Looking back on my training over the past ten years, I have tried a lot of different things. I’ve done high mileage, low mileage, strength training, cross training, and yoga. I have found what works for me and what doesn’t. I don’t consider the cycles where I learned that something doesn’t work to be a failure though, because it taught me what not to do in the future. For example, I typically do not run many workouts faster than 10k pace while training for a marathon because the intensity of those runs is too much when coupled with the amount of miles that I run.
However, there is one lesson that took me a few years to realize, and it is my biggest mistake. For the longest time, I did lots and lots of miles during my base training, with no quality. I was literally slogging seven days a week for months at a time, completely ignoring the need to always be in touch with speed. I mistakenly thought that base phases needed to be completely dedicated to quantity at the expense of quality.
This training method did allow me to run lots of miles, but year after year, it resulted in sub-par performances for the first half of my season, until I was able to get a month or two of workouts under my belt. It is the reason why I would end a season with a personal best, then six weeks later run several minutes slower. After a few rust busting races and workouts, only then would I start rounding into shape. Fellow runners would marvel at the disparity between my performances and how quickly I fell out of shape.

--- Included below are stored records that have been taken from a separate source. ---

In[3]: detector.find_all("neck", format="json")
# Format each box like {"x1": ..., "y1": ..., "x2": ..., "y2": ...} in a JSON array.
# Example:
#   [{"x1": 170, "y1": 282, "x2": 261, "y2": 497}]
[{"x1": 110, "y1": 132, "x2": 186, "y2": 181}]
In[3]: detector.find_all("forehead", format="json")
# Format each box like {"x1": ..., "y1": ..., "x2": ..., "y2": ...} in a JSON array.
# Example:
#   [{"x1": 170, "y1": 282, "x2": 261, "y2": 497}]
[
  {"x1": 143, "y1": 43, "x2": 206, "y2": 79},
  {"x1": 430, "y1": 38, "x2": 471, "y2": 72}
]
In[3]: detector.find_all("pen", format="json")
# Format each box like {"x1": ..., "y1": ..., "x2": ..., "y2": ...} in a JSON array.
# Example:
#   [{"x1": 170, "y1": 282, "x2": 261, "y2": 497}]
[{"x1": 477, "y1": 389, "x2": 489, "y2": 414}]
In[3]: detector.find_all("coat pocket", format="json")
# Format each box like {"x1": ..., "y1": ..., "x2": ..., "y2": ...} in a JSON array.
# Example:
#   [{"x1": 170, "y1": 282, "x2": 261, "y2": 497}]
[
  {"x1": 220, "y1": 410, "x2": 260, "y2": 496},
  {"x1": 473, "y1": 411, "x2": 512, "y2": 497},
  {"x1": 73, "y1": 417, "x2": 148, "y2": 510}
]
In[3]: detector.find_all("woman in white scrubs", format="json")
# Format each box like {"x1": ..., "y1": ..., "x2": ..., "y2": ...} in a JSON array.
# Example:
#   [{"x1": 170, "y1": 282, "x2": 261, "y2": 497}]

Now I realize that a competitive runner should never go more than a few days without doing something a little quicker, except of course during a true recovery period. But even as you are building mileage and working on your base, you need to be running quick at least a few times a week. It doesn’t have to be much; some strides at the end of your run or a moderate progression run are fine examples. I also like doing effort-based fartlek and hill repeats during the base phase as well.
Effort-based workouts are terrific during a base phase because you run them at your current comfort level, and don’t need to worry about paces. They also build your tolerance for work, so that when you do start structured workouts, it won’t be such a shock to your body. Plus, you start the intense training phase with a higher level of fitness, setting you up for a higher peak at the end of your season.
Finding the right combination of speed and mileage is trial and error for most people. Too little quality and you want reap all the benefits. Too much quality can lead to burnout and injury. I believe that finding the optimal balance of quality and quantity is key to having a successful racing season. After all, the bigger the base, the higher the peak!